Friday 28 September 2007

India 2

The Dog is Mightier than the Monkey


Bangalore still


Writing Friday, September 28, 2007, but reporting matters of Thursday...

I was visiting schools and a clinic that my company is supporting for (very) poor children in India.

The workshop project we are involved in is making cable assemblies and low voltage switches which we use in our products in a factory a few km down the road. More India photos here: http://www.flickr.com/photos/adamroscoe/sets/72157602230328682

The girls are all orphans and disabled and are looked after in a hostel and do paid work for us. They have a 100 percent quality record and we pay them the going rate for the work!

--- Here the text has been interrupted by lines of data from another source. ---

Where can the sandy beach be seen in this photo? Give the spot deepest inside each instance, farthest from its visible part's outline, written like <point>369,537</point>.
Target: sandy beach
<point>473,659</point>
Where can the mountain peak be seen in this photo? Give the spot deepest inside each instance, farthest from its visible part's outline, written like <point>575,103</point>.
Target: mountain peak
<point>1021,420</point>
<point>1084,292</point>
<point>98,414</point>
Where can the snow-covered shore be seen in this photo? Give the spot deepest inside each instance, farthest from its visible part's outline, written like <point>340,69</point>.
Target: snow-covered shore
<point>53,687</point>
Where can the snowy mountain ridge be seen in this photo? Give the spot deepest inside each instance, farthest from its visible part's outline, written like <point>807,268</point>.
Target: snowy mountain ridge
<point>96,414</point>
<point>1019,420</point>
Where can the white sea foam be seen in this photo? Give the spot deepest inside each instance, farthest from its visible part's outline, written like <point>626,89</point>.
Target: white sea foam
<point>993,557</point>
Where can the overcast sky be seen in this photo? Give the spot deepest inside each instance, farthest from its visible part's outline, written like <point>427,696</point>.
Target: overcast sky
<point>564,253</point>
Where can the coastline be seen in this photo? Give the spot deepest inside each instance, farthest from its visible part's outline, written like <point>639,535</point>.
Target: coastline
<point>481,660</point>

A real win-win and a proper good sustainability project, in my view - giving people wages and self-respect.

The pic of the guy and the dog is amusing - mainly because the minute i saw the dog on the roof of the school i started to back away as I had been told to avoid dogs because of rabies...(Please see: Pink Panther, Peter Sellers scene: Does your dog bite? http://www.youtube.com/watch?v=SXn2QVipK2o) I checked my jabs...and it was a good job I avoided the dog.

Anyway - the guy in the pic is the school principal and explained that they liked this dog, because as long as he was lounging around under the tree, it stopped the monkeys coming into the school...

Never a problem at my school - there again, 50 to a class and having to take lessons sitting on the floor wasn't a problem there either. :-(
Doctor Anand Jain (pictured) works for free, but has a clinic in the hotel where i am (you can get a facelift or eye-bags eliminated here in a full operating theatre) and also works in one of the city hospitals. Top guy. He had just diagnosed one woman with TB and arranged for her to go to hospital.... I checked my jabs.

India

Greetings from Bangalore


Let's just say, I am just trying to get used to the idea that I will never get used to India...
I flew to Mimbai Friday morning, arriving here 10pm, then off for Vadodara by plane Saturday morning, overnight in Vadodara, then flights to Mumbai Sunday morning and then immediately off to Bangalore for lunch with my host's family.


So here I am in a proper nice 'otel and on the route here there were families living under blue plastic sheeting and begging in the street, cows in the street chewing on cardboard boxes; dirt and filth everywhere. Difficult for me really – but not 1% as difficult as it is for them. I cannot believe we live on the same planet as these poor, poor souls.


My company is supporting some schools in Vadodara; some of the pics show the school and kids - only about one in 10 had shoes... :-(



The kids’s parents are day labourers and if they weren’t at school, these children would be begging on the street - the older girls of about 12 or 13 may well be prostitutes by now.


The school is the one place they can get one decent meal a day, so it was really moving to be there. I was asked to inaugurate their renovated building (that we had funded) on Saturday and I did a traditional ‘ribbon-cutting’ and they sang and danced for the ‘honoured guests’ – apparently I was one of them. And they gave me a little gift of Genasha on a tin plate that they had painted. Was there a tear in my eye? I leave you to wonder... On a lighter note, there was a fantastic collection of bats in the rafters of the school which i noticed swaying to the rhythm of the kids' singing during the ceremony


Monday:


I left Bangalore in rush hour today - normally i should report 'near misses' in terms of health and safety...but after 255 near misses in the first hour on the road, I gave up. The driving here is horrendous, but luckily, moving so slowly that accidents seem to be just 'bumps'....even with pedestrians.


I visited two sites today - one a substation, which was replacing one built during the rule of the Prince in 1932 and the other a rural electrification scheme where the guys are stringing new wires. They get GBPounds2 a day as a labourer and GBPounds3 a day if they are skilled.



This is a living wage here. The women's hats have flat tops to allow them to carry baskets of stone on their heads for making up the roads and paths on the site.


I was also honoured (constantly) with fresh coconut juice, but my host told me not to drink too much as it will turn my stomach. (I think he meant it will give me the shits, but was too polite to say).
Lunch was served off banana leaves at a roadside cafe was absolutely wonderful. Rice steamed in banana leaves and superb chutneys and relishes.

And everyone is so fascinated to see a white person in the middle of nowhere in a funny white safety hat. I was also asked to give away some prizes to those who were showing 'safety leadership' in their teams.